Ile-de-France region’s decision to allow those celebrating the Muslim holiday of Eid al-Fitr to postpone graduation exams has sparked controversy. Critics of the move say France is ignoring the principles of secularism.
The measure was proposed by Maison des Examens, which manages the bac in the Ile-de-France region.
This year one of Islam’s most important holidays, Eid al-Fitr, which marks the end of the holy month of Ramadan, is celebrated on July 6. This coincides with the bac exams in France.
On June 30, a directive was sent to head teachers of high schools in Paris, Versailles and Créteil to change the exam schedule for Muslim students if they request it.
Muslim students who opt to celebrate the holiday may skip the exam on Wednesday and request to take it on Thursday or Friday instead, Vincent Goudet, director of the House of Examinations in Ile-de-France, confirmed to AFP on Monday.
The move was immediately slammed by many French officials who say non-Muslim students are being discriminated against. They added that such a precedent would create problems in the French education system.
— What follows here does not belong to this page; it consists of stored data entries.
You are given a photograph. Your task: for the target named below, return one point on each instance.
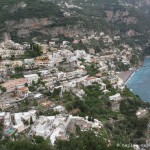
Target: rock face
(120, 16)
(25, 26)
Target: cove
(139, 82)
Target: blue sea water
(139, 83)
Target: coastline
(126, 75)
(130, 75)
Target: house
(31, 78)
(11, 85)
(59, 108)
(115, 97)
(23, 92)
(16, 63)
(47, 104)
(115, 105)
(89, 80)
(4, 105)
(3, 70)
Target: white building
(31, 78)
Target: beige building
(13, 84)
(17, 63)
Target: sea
(139, 82)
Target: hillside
(25, 20)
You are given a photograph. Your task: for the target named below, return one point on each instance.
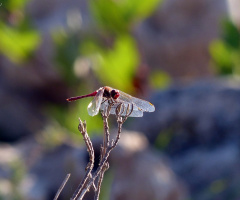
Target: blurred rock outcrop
(141, 173)
(177, 37)
(198, 127)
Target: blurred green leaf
(221, 55)
(12, 5)
(17, 44)
(231, 34)
(118, 16)
(225, 52)
(117, 66)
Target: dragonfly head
(115, 94)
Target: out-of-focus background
(182, 55)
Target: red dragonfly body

According to Philippe Tournier, the general secretary of the National Union of management staff of Education (SNPDEN), the idea is “inconceivable.”
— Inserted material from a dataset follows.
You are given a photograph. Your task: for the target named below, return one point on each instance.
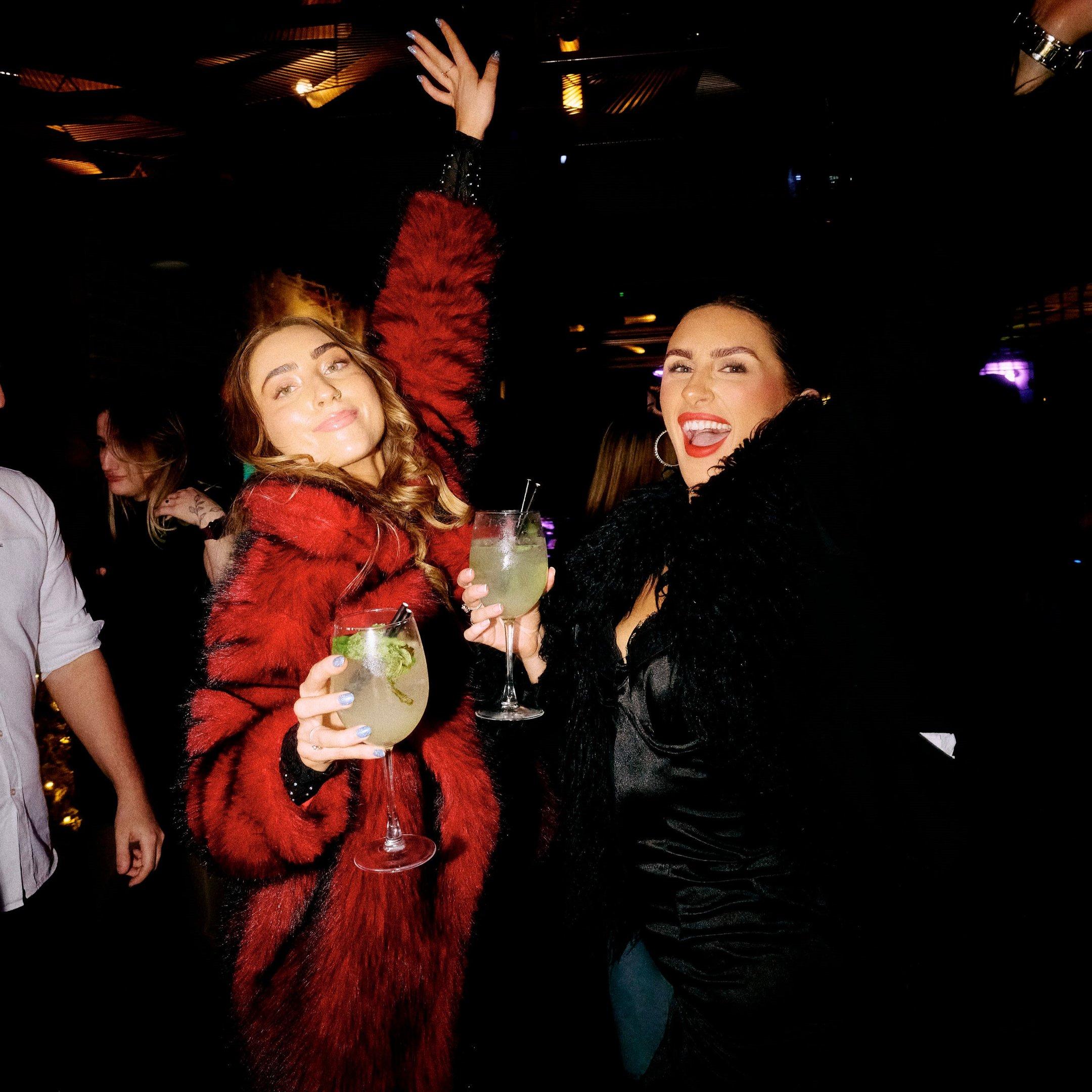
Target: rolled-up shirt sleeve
(67, 630)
“This kind of decision can create a … mess, especially since it contains a lot unsaid things,” he said. “And if all the students say ‘yes’ [to postponing the bac exams because of the holiday], because they prefer to have one more day to review, what will we do?”
Nicolas Cadène, general rapporteur of the Observatory of secularism, told BFMTV that “there is no need for the House of Examination to propose any adaptation, which distinguishes students according to their religious practices.”
A member of the National Assembly of France, Eric Ciotti, wrote an open letter to the national Assembly, calling on Education Minister Najat Belkacem and Prime Minister Manuel Valls to explain the decision. He said it was “unacceptable.”
Social media also blasted the move, saying that postponing exams for Muslims because of religious holidays was the end of the French republic as a secular entity.
“Of course, all France knows whether or not they have their bac and then you have Ile-de-France who has to wait,” one Twitter user wrote, while another user sarcastically added: “It’s a great secular Republic.”
“So Muslim pupils got their bac tests postponed until the end of Ramadan. RIP the Republic,” another user wrote.
Eid al-Fitr, or ‘festival of breaking of the fast’, is celebrated on the first day of the 10th month of the Islamic lunar calendar. It begins when a new moon is sighted in the sky. After morning celebrations, worshipers return home and continue the festivities with their families, neighbors and friends.